The very title of this second volume of Tolkien's novel (see prefatory matter in the Summary and Analysis) invites us to think metaphorically about the book. Although Tolkien opposed, on artistic grounds, the division of his story into three volumes, he nevertheless chose the title The Two Towers for the published form of Books III and IV. He did, however, acknowledge its ambiguity: "[I]t might refer to Isengard and Barad-dr, or to Minas Tirith and Barad-dr; or Isengard and Cirith Ungol" (Letters, p. 170). He eventually seems to have decided for himself that the title refers to Orthanc (Saruman's tower within Isengard) and Cirith Ungol, in which case the two towers of the title are metaphors for the power of evil. Several passages in the text itself bear out this interpretation: clearly, the description of Isengard and Orthanc in mechanistic, dehumanized terms in Book III, Chapter 8, for instance, leaves no doubt that this once beautiful place has become a stronghold of evil. Towers can, however, also be toppled; and that same passage suggests the inherent "nothingness" of evil-it is powerful, to be sure, but it is not substantive. Saruman fancies himself a powerful man because of the way in which he has transformed Isengard and its tower, but he is doomed to be a puppet of Sauron.

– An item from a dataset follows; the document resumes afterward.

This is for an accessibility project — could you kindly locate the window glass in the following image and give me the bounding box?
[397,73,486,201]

Similarly, Sauron has transformed his towers of Minas Morgul and Cirith Ungol into dark places-but the light from the Phial of Galadriel shines brightly when Sam and Frodo shine it at the close of Book IV: "[N]ow a star had descended into the very earth" (Book IV, Chapter 9). (The motif of a star descending to earth, by the way, comes from old Norse mythology and was most likely Tolkien's initial inspiration, as a young man, for creating his entire Middle-earth mythology; see Humphrey Carpenter's biography of Tolkien for details.) Readers would do well to note other metaphorical uses of darkness and light in the text-for instance, Gandalf's arrival with reinforcements at Helm's Deep as a new day dawns in Book III, Chapter 7; or the fact that Gollum cannot abide to travel in the daytime throughout Book IV-which fact resonates with Tolkien's Christian understanding of "darkness" as a metaphor for evil-see, e.g., John 3:20-21 and 13:30. But readers need not be religious, of course, to appreciate how Tolkien appreciates this near-universal symbolism of light and darkness for his story.

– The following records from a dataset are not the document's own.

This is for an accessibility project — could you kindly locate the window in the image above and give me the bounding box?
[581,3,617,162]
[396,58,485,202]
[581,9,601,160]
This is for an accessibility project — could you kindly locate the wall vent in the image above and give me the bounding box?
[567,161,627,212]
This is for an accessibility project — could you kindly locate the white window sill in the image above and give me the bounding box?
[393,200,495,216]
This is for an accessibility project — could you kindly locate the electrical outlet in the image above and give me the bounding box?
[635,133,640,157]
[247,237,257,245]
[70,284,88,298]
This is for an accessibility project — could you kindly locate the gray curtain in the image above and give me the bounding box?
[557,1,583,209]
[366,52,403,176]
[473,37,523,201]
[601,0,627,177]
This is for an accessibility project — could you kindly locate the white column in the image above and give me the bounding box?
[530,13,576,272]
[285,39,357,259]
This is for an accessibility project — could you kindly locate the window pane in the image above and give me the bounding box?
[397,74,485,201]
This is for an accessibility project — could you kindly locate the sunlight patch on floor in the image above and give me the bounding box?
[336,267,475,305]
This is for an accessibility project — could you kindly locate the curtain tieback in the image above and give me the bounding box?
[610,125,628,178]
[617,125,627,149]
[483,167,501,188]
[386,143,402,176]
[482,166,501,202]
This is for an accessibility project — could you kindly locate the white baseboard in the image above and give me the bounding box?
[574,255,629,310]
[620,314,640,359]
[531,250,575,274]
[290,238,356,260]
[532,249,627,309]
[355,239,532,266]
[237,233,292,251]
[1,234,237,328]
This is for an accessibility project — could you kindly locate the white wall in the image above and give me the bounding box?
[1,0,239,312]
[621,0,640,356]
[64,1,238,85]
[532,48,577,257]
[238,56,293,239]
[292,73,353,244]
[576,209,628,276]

The Eye of Sauron became a very literal presence in director Peter Jackson's film adaptation of The Lord of the Rings, but careful readers of The Two Towers will note that it is a metaphor of Sauron's heavy and oppressive, wide-ranging gaze in Tolkien's actual text. They will also note the recurrence of eyes as a metaphorical motif in the book; for example, the references to Shelob by her eyes alone in Book IV, Chapter 9. The palantr into which Pippin looks in Book III, Chapter 11 further reinforces the image of, in a sense, "the evil eye." The eye is a powerful and haunting motif for evil in Tolkien's narrative; the fact, however, that its gaze is limited (as Gollum knows, since he is able to discover a secret way into Mordor) and that Sauron very often misdirects its gaze (for example, paying more attention to the coming battle at Minas Tirith than on the passage of Cirith Ungol) gives hope that evil can be overcome.
The Ents are actual characters in Book III, of course, but they also serve a metaphorical purpose. As stated in the Summary and Analysis, the Ents represent Tolkien's deep love and concern for the natural world. As Tolkien wrote in one of his letters, "I am (obviously) much in love with plants and above all trees, and always have been; and I find human maltreatment of them as hard to bear as some find ill-treatment of animals" (Letters, p. 220). Tolkien was apparently inspired by a line in Shakespeare's Macbeth to create the literal image of a forest marching to war on a castle; but the image is symbolic in that it represents the natural world rebelling against the unnatural, mechanized, industrial order which humanity has attempted to impose upon it. The conflict between these two orders-the natural and unnatural, the organic and synthetic-is never far from the surface of the symbolism in The Lord of the Rings.